Monday, May. 23, 1938

Dark Angel?

Many a wise Washington eyebrow went up last weekend as the Presidential yacht Potomac chuffed out into Chesapeake Bay carrying Franklin Roosevelt and two highly interesting cruise guests, Senator and Mrs. Robert Marion La Follette Jr. of Wisconsin. Five days previously Young Bob, over a nationwide radio network, had signed on with his brother Phil's new political party. If Senator Bob was kinder to the President ("one of the great liberal leaders of modern times") in his speech than Governor Phil had been in Madison last month, he was equally firm in his conviction that the Roosevelt Administration was hopelessly bogged down, that the La Follette National Progressives were the U. S.'s only answer.

Meantime Governor Phil, the recognized organizing brain of the National Progressives, held an equally significant meeting with Minnesota's Farmer-Labor Governor Elmer A. Benson. Occasion was a barbecue supper for the two third-party chieftains and some 40 of their friends and associates at a pleasant farmhouse near Hudson, Wis. The meeting on the Potomac looked like simple Roosevelt curiosity. The barbecue on the Hudson farm looked like the beginning of a national alliance, or at least of local modus vivendi, between two once faithful Roosevelt allies.

What made Wisconsin particularly interested in this meeting was the identity of the Benson-La Follette host. For the farmhouse belonged to none other than Charles Allen Ward, millionaire Minneapolis printer, longtime friend and backer of Minnesota's late Farmer-Labor Boss Floyd B. Olson. This fact promptly set tongues wagging as to whether the National Progressives have not acquired that indispensable aid to a fledgling enterprise, theatrical or political--a well-heeled, generous angel.

Quick to deny that report, for the present at least, were La Follette advisers and big, bluff Mr. Ward himself. Mr. Ward got his business start in Leavenworth where, serving a term for narcotic law violations, he fell in with President Herbert Huse Bigelow of Minneapolis' rich Brown & Bigelow (advertising specialties), who was serving a term for income tax evasion. When Mr. Ward was released, Mr. Bigelow, who thought him "good clay worthy of molding," gave him a letter to Brown & Bigelow that got him a job shoveling manure on one of the company farms. By the time Mr. Bigelow was released, Mr. Ward had worked up in the company so far that Mr. Bigelow, mightily pleased, eventually made him a vice president. In 1933, when Mr. Bigelow was drowned Mr. Ward inherited a third of his $3,000,000 estate. Impressed Brown & Bigelow directors elected him to succeed Mr. Bigelow as president, a job he conducts with profane efficiency in an ornate office with four secretaries.

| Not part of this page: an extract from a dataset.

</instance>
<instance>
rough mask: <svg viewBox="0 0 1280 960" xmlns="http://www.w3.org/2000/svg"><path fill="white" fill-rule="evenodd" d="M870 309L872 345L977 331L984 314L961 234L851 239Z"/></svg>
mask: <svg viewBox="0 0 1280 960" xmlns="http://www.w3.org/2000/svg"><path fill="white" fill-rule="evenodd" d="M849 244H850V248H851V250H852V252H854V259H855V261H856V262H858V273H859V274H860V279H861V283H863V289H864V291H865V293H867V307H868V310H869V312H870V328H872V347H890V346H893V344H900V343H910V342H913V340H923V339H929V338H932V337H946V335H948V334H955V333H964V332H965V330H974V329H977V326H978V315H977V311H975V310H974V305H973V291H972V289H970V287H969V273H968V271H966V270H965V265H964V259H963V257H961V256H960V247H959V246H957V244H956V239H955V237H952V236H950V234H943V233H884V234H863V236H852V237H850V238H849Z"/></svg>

Brown & Bigelow's highly satisfactory 1937 gross topped $8,000,000. Most conspicuous ornament on the broad Ward desk is an alabaster bust of Floyd Olson. Charley Ward is not so enthusiastic a party man as he once was, partly because he does not mix easily with Olson's milder-mannered successor, Governor Benson, but he is still a potent Northwest political figure. Wary Progressives reflected that if the La Follettes go through with their plan to put at least ten National Progressive candidates in the field in various States this year, Angel Ward will not be left in the dark very long.